Usually, criminal activity near your unit or even at your unit would not provide you a legal reason to move out. A common lease provision about safety or health is usually too vague to allow you to break your lease. Your landlord must have violated a specific part of the lease to warrant a legal reason to move out (for example, the lease requires a working gate for the complex, but the landlord has not fixed it for some time). If you believe your landlord has violated the lease, see Repairs and Fixes.

If your lease has an early move provision, you may be able to pay a certain penalty to move out. This lease provision is usually valid unless the penalty is disproportionate to the actual cost to the landlord.

NRS 118.175 requires the landlord to rerent the dwelling unit after you vacate and prohibits the collection of double rent(from you and the new tenant). The landlord can charge actual damages incurred until the dwelling is rerented. Turning in yourkeys or providing written notice are two ways to limit your liability and trigger the landlord’s duty to rerent.


Exception #1: Breaking Lease for Medical Treatment

Under NRS 118A.340, If you are 60 years or older, or you have a physical or mental disability, you may break your lease if you require relocation to receive treatment, such as moving to a group home. You should provide a written notice to your landlord, reference NRS 118A.340 and include a doctor’s note requiring you to move out. Note that this section only applies if you cannot possibly receive medical treatment at your current unit. For health problems associated with your unit, see Habitability.

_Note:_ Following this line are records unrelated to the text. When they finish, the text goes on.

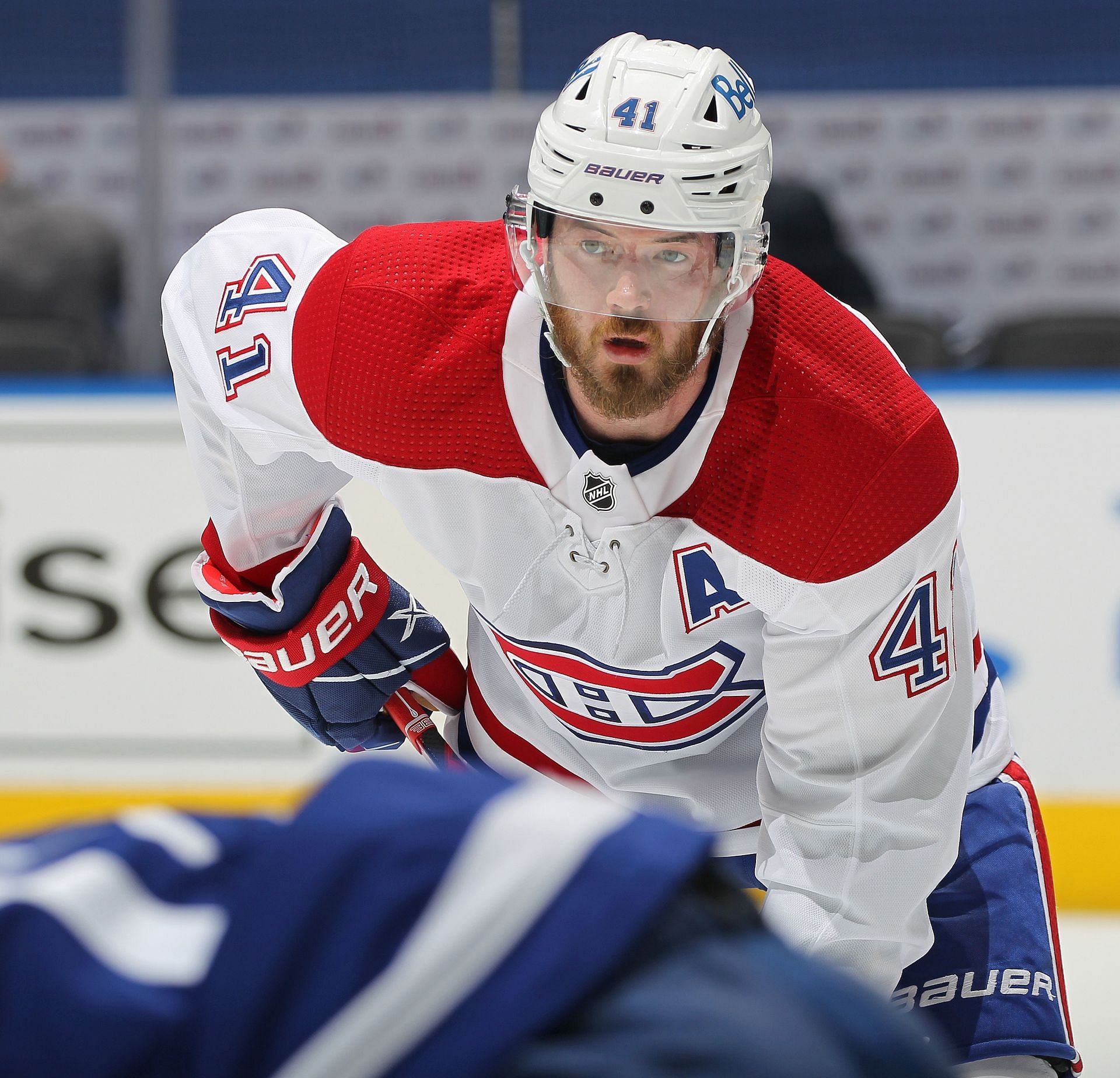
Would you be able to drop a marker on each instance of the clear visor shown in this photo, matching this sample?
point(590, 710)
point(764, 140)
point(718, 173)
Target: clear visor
point(628, 271)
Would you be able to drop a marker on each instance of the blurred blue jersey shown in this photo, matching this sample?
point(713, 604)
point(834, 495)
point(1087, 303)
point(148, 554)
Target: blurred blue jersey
point(409, 923)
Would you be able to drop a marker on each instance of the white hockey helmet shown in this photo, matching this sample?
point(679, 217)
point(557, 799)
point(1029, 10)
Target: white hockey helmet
point(660, 141)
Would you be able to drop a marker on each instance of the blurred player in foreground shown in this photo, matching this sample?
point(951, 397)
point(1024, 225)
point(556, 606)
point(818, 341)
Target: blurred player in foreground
point(412, 924)
point(707, 524)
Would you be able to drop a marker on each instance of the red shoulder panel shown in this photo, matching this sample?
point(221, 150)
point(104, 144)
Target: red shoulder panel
point(397, 349)
point(829, 456)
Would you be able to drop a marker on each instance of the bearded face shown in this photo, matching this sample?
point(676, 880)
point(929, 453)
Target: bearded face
point(628, 368)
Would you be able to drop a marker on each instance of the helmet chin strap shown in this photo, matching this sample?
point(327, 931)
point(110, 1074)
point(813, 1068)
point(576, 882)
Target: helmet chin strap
point(528, 256)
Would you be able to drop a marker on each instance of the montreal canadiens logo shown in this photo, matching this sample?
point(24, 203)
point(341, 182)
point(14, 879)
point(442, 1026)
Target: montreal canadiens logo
point(656, 710)
point(600, 492)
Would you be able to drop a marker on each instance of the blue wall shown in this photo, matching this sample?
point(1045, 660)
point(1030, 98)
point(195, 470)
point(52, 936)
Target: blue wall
point(65, 48)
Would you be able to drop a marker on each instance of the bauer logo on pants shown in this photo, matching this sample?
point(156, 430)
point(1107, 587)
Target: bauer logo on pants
point(600, 492)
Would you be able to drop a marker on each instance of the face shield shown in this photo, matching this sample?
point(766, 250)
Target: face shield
point(630, 271)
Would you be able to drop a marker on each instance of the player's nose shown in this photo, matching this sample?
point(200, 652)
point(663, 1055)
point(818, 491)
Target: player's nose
point(630, 295)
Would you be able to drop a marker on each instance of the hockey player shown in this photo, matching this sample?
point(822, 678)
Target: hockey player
point(412, 924)
point(707, 524)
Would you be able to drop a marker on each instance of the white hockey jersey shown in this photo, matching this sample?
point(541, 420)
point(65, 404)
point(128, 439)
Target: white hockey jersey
point(764, 624)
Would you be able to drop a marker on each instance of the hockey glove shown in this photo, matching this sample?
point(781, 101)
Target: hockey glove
point(333, 637)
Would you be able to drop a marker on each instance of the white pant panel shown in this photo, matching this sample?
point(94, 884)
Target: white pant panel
point(1006, 1067)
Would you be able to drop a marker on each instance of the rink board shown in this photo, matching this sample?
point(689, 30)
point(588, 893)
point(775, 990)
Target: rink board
point(113, 692)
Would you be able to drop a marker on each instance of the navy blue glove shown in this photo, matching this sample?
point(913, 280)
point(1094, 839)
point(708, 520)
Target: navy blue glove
point(333, 637)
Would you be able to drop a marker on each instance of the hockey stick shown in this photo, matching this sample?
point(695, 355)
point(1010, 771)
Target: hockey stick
point(416, 723)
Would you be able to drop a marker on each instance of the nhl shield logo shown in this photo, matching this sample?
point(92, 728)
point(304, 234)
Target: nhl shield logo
point(600, 492)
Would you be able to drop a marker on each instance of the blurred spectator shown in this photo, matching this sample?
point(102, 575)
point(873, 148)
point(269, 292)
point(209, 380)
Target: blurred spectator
point(804, 235)
point(60, 285)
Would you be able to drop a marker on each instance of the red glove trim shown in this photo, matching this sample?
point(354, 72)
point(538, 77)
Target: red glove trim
point(344, 615)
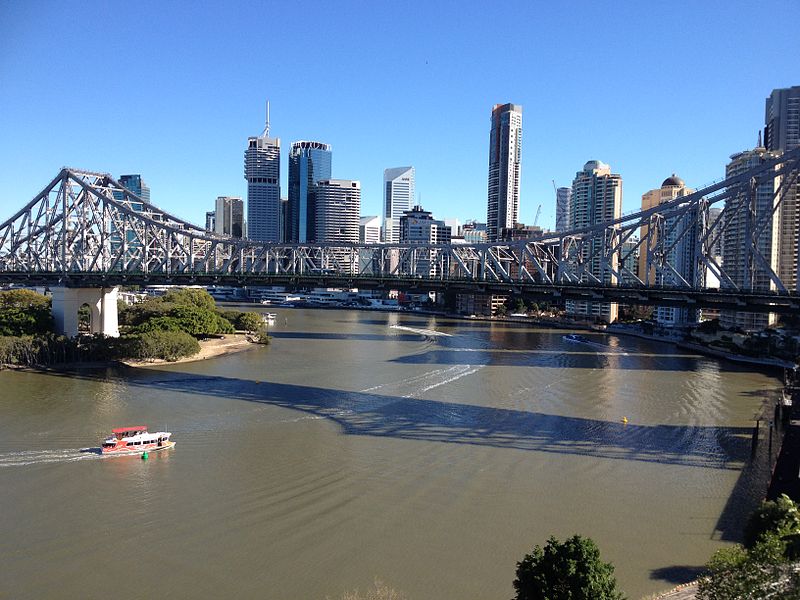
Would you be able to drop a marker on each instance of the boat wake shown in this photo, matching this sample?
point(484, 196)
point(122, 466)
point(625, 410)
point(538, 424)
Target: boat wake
point(39, 457)
point(431, 332)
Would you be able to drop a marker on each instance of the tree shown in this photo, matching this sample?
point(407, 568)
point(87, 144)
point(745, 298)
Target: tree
point(761, 568)
point(761, 572)
point(250, 321)
point(197, 297)
point(571, 570)
point(23, 312)
point(780, 516)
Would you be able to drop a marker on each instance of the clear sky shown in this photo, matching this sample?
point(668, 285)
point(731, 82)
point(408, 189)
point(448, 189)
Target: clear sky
point(173, 89)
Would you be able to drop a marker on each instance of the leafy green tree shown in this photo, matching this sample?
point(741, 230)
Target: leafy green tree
point(250, 321)
point(198, 322)
point(165, 345)
point(190, 297)
point(761, 572)
point(781, 517)
point(24, 312)
point(571, 570)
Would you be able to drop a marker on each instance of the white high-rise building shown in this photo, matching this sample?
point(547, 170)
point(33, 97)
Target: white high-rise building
point(262, 169)
point(596, 198)
point(229, 216)
point(563, 201)
point(782, 133)
point(338, 209)
point(738, 235)
point(398, 197)
point(369, 230)
point(505, 161)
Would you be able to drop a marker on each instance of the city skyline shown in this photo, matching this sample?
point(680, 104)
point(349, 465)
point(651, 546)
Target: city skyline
point(373, 127)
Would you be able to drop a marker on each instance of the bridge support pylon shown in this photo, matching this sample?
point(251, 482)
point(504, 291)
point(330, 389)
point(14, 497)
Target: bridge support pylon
point(102, 304)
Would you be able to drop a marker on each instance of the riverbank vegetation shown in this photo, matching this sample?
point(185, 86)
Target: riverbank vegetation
point(168, 327)
point(766, 565)
point(569, 570)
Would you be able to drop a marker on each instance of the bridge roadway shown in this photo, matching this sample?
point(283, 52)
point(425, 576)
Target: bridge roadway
point(710, 298)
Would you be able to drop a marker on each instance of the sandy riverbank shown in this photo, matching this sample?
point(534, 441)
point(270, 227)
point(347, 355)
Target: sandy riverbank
point(209, 348)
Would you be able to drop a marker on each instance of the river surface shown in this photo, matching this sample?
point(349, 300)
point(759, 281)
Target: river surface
point(431, 453)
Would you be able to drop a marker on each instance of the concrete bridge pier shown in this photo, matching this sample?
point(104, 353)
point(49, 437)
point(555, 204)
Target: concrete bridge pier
point(102, 310)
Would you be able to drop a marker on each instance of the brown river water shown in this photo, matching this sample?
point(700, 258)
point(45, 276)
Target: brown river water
point(429, 452)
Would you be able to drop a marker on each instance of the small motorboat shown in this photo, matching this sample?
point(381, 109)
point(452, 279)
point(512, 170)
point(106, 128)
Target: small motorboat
point(574, 337)
point(136, 440)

Exception #2: Breaking Lease Due to Domestic Violence

Under NRS 118A.345, if you or your household member is a victim of domestic violence, you may terminate the lease at the end of the current rental period by giving the landlord written notice. The domestic violence event must have occurred within 90 days of the written notice. The tenant will need proof of the domestic violence either with an active temporary protective under, a police report stating domestic violence incident, or an affidavit by a physician, social worker, psychiatrist, or pastor. Your landlord cannot provide the domestic violence perpetrator with your new information.

You are only liable for rent owed through the date of termination and other outstanding obligations. The domestic violence perpetrator will be liable for all economic losses incurred by the landlord for you breaking your lease.